Dr. Leanne Chan Lai-hang, an expert on the electrical stimulation of visual and non-visual brain targets, said of this research, “Transcorneal electrical stimulation is a non-invasive method initially developed to treat eye diseases, and it would be a major scientific breakthrough if it could be applied to treat neuropsychiatric diseases.”
“These research findings pave the way for new therapeutic opportunities to develop novel treatment for patients suffering from treatment-resistant depression and dementia. Nevertheless, clinical trials must be conducted to validate the efficacy and safety,” remarked Professor Chan Ying-shing.
Antidepressant-like effects of transcorneal electrical stimulation in rat models
Given that visual impairment is bi-directionally associated with depression, we examined whether transcorneal electrical stimulation (TES), a non-invasive treatment for visual disorders, can ameliorate depressive symptoms.
The putative antidepressant-like effects of TES and the underlying mechanisms were investigated in an S334ter-line-3 rat model of retinal degeneration and a rat model of chronic unpredictable stress (CUS).
TES was administered daily for 1 week in S334ter-line-3 and CUS rats. The effects of TES on behavioral parameters, plasma corticosterone levels, and different aspects of neuroplasticity, including neurogenesis, synaptic plasticity, and apoptosis, were examined.
In S334ter-line-3 rats, TES induced anxiolytic and antidepressant-like behaviors in the cylinder, open field, home cage emergence, and forced swim tests. In the CUS rat model, TES induced hedonic-like behavior and decreased behavioral despair, which were accompanied by reduced plasma corticosterone levels and upregulated expression of neurogenesis-related genes. Treatment with the neurogenesis blocker temozolomide only inhibited the hedonic-like effect of TES, suggesting the antidepressant-like effects of TES were mediated through both neurogenesis-dependent and -independent mechanisms. Furthermore, TES was found to normalize the protein expression of synaptic markers and apoptotic Bcl-2-associated X protein in the hippocampus and amygdala in the CUS rat model. The improvements in neuroplasticity may involve protein kinase B (AKT) and protein kinase A (PKA) signaling pathways in the hippocampus and amygdala, respectively, as demonstrated by the altered pAKT/AKT and pPKA/PKA ratios.
The overall findings suggest a possible neuroplasticity mechanism of the antidepressant-like effects of TES.
Transcorneal electrical stimulation enhances cognitive functions in aged and 5XFAD mouse models
Dementia is a major burden on global health for which there are no effective treatments. The use of noninvasive visual stimulation to ameliorate cognitive deficits is a novel concept that may be applicable for treating dementia. In this study, we investigated the effects of transcorneal electrical stimulation (TES) on memory enhancement using two mouse models, in aged mice and in the 5XFAD model of Alzheimer’s disease.
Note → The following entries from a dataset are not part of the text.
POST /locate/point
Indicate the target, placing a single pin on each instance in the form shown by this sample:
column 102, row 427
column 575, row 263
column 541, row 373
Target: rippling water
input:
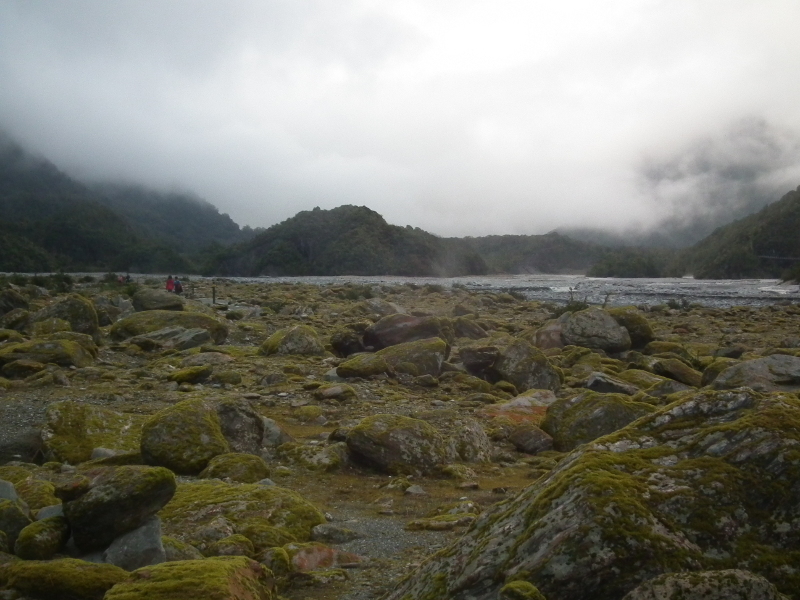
column 560, row 288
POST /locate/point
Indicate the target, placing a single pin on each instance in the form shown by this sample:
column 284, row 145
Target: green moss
column 242, row 468
column 41, row 540
column 65, row 578
column 192, row 374
column 152, row 320
column 520, row 590
column 73, row 429
column 219, row 578
column 37, row 493
column 195, row 504
column 183, row 437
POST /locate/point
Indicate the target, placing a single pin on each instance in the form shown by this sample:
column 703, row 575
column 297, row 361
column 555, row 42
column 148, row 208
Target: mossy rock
column 191, row 374
column 363, row 365
column 42, row 540
column 583, row 418
column 197, row 503
column 14, row 517
column 174, row 549
column 242, row 468
column 298, row 340
column 37, row 493
column 183, row 437
column 64, row 578
column 632, row 319
column 73, row 429
column 425, row 357
column 219, row 578
column 48, row 326
column 314, row 458
column 78, row 311
column 398, row 444
column 64, row 353
column 120, row 499
column 520, row 590
column 233, row 545
column 153, row 320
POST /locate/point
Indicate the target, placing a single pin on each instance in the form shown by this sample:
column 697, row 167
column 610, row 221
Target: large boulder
column 150, row 299
column 300, row 339
column 728, row 584
column 398, row 444
column 588, row 416
column 119, row 500
column 594, row 328
column 218, row 578
column 67, row 578
column 76, row 310
column 420, row 357
column 772, row 373
column 703, row 481
column 399, row 329
column 64, row 353
column 632, row 319
column 152, row 320
column 183, row 437
column 206, row 511
column 73, row 429
column 526, row 367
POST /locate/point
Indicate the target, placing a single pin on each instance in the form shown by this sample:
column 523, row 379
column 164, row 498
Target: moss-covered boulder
column 67, row 578
column 242, row 468
column 588, row 416
column 632, row 319
column 119, row 500
column 220, row 578
column 772, row 373
column 37, row 493
column 400, row 328
column 704, row 482
column 398, row 444
column 363, row 365
column 73, row 429
column 152, row 320
column 421, row 357
column 727, row 584
column 150, row 299
column 204, row 511
column 525, row 366
column 78, row 311
column 191, row 374
column 14, row 517
column 300, row 340
column 183, row 437
column 594, row 328
column 64, row 353
column 42, row 540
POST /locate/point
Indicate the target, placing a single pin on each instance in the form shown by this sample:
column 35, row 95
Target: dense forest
column 53, row 222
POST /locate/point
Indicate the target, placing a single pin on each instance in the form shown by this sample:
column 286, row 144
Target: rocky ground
column 340, row 435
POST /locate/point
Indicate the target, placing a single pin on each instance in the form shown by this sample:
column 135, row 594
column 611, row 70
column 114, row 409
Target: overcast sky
column 461, row 117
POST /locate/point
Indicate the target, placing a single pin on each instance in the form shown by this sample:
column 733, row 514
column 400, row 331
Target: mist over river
column 561, row 288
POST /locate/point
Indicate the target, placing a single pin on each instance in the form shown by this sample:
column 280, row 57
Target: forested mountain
column 761, row 245
column 50, row 221
column 348, row 240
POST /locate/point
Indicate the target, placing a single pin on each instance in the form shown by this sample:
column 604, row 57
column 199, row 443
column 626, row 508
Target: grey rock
column 138, row 548
column 594, row 328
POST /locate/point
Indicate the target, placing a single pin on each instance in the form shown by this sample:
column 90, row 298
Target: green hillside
column 756, row 246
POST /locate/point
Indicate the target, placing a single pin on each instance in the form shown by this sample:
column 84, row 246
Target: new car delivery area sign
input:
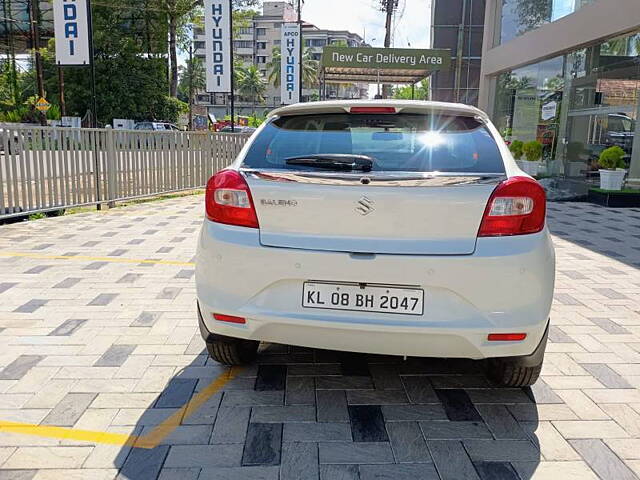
column 391, row 65
column 71, row 25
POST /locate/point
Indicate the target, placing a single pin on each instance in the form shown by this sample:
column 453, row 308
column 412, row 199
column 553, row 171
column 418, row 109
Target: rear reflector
column 506, row 337
column 372, row 110
column 229, row 318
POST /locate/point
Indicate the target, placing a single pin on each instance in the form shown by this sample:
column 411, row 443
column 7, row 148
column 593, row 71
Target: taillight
column 516, row 207
column 506, row 337
column 228, row 200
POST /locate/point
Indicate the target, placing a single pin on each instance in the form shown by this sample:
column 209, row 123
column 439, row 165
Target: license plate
column 363, row 298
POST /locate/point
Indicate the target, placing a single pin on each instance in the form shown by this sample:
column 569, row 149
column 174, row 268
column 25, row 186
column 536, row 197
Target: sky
column 413, row 25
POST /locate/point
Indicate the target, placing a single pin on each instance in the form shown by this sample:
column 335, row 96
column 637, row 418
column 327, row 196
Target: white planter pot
column 530, row 168
column 612, row 179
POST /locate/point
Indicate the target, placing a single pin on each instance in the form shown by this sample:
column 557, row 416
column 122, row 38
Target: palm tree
column 309, row 68
column 252, row 84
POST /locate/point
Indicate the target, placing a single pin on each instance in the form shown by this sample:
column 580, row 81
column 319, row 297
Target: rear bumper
column 506, row 286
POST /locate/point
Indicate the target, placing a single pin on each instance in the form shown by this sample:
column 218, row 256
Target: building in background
column 458, row 25
column 567, row 74
column 254, row 44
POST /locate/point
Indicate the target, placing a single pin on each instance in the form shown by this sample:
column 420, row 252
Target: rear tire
column 511, row 374
column 233, row 351
column 518, row 371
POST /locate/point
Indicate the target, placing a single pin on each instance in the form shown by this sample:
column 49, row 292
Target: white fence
column 45, row 169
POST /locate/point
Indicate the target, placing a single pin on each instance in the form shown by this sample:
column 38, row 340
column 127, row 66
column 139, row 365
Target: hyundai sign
column 217, row 26
column 71, row 26
column 290, row 63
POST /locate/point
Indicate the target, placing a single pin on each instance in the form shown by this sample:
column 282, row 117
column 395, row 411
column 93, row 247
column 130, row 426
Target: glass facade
column 520, row 16
column 576, row 105
column 458, row 26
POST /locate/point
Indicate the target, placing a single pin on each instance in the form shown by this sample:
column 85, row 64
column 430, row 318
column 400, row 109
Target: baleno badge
column 365, row 206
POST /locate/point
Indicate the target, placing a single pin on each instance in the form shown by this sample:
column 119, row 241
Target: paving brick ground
column 110, row 345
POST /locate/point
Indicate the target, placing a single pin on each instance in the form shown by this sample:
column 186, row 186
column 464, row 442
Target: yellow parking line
column 151, row 440
column 85, row 258
column 159, row 433
column 66, row 433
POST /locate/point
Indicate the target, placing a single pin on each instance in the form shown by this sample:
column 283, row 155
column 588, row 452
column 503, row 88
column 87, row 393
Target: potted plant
column 533, row 153
column 576, row 165
column 612, row 170
column 516, row 149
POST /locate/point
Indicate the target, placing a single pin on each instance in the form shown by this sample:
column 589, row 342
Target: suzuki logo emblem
column 365, row 206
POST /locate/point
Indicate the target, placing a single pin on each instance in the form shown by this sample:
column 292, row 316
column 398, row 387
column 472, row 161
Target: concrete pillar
column 490, row 38
column 634, row 169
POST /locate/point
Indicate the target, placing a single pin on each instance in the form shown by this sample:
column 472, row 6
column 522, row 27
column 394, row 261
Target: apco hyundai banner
column 386, row 58
column 71, row 31
column 290, row 63
column 217, row 27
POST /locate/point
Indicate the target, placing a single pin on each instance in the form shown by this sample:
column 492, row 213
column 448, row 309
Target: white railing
column 45, row 169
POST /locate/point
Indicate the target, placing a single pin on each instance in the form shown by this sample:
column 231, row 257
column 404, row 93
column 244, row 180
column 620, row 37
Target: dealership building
column 565, row 73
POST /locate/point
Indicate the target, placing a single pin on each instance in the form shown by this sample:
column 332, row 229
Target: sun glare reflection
column 432, row 138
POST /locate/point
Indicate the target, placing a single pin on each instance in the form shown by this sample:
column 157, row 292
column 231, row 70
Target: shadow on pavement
column 613, row 232
column 299, row 413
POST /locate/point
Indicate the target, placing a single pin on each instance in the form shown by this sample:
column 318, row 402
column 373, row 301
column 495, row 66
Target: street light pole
column 191, row 85
column 300, row 63
column 34, row 13
column 94, row 98
column 233, row 86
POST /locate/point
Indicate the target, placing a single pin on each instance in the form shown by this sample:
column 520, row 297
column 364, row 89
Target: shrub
column 611, row 158
column 532, row 150
column 516, row 149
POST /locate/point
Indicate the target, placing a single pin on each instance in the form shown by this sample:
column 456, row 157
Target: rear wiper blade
column 333, row 161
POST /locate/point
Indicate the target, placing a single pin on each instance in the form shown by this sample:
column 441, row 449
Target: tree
column 310, row 68
column 421, row 91
column 193, row 73
column 131, row 80
column 251, row 84
column 179, row 14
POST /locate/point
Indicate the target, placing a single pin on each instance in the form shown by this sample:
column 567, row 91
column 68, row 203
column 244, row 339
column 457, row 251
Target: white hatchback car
column 386, row 227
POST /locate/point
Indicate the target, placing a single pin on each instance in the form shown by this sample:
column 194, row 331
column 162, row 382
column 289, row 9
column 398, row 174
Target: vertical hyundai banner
column 290, row 63
column 71, row 25
column 217, row 26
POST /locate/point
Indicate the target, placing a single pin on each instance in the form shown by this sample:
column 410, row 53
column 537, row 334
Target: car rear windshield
column 395, row 142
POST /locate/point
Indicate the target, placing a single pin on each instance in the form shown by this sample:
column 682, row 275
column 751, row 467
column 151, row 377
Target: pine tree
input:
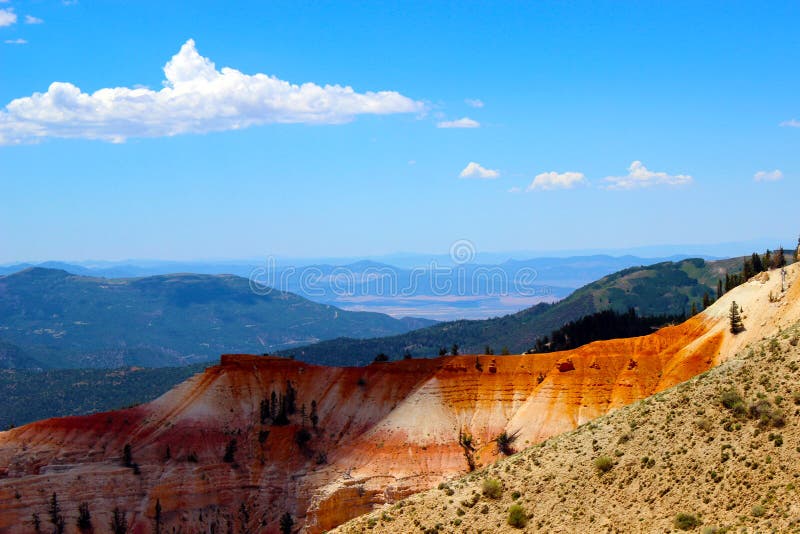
column 158, row 517
column 56, row 518
column 119, row 523
column 781, row 258
column 84, row 522
column 314, row 417
column 127, row 456
column 736, row 319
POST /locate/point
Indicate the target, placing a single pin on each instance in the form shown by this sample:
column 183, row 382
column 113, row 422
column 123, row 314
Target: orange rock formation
column 376, row 434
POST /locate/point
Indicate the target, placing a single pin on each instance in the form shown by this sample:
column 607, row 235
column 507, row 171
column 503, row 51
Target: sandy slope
column 384, row 432
column 678, row 452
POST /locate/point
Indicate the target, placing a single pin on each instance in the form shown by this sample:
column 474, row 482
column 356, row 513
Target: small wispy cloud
column 640, row 176
column 768, row 176
column 7, row 17
column 464, row 122
column 475, row 170
column 547, row 181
After 3 weeks of TES treatment, mice were subjected to Y-maze and Morris water maze tests to assess hippocampal-dependent learning and memory.
Immunostaining of the hippocampus of 5XFAD mice was also performed to examine the effects of TES on amyloid plaque pathology.
The results showed that TES improved the performance of both aged and 5XFAD mice in memory tests. TES also reduced hippocampal plaque deposition in male, but not female, 5XFAD mice. Moreover, TES significantly reversed the downregulated level of postsynaptic protein 95 in the hippocampus of male 5XFAD mice, suggesting the effects of TES involve a postsynaptic mechanism.
Overall, these findings support further investigation of TES as a potential treatment for cognitive dysfunction and mechanistic studies of TES effects in other dementia models.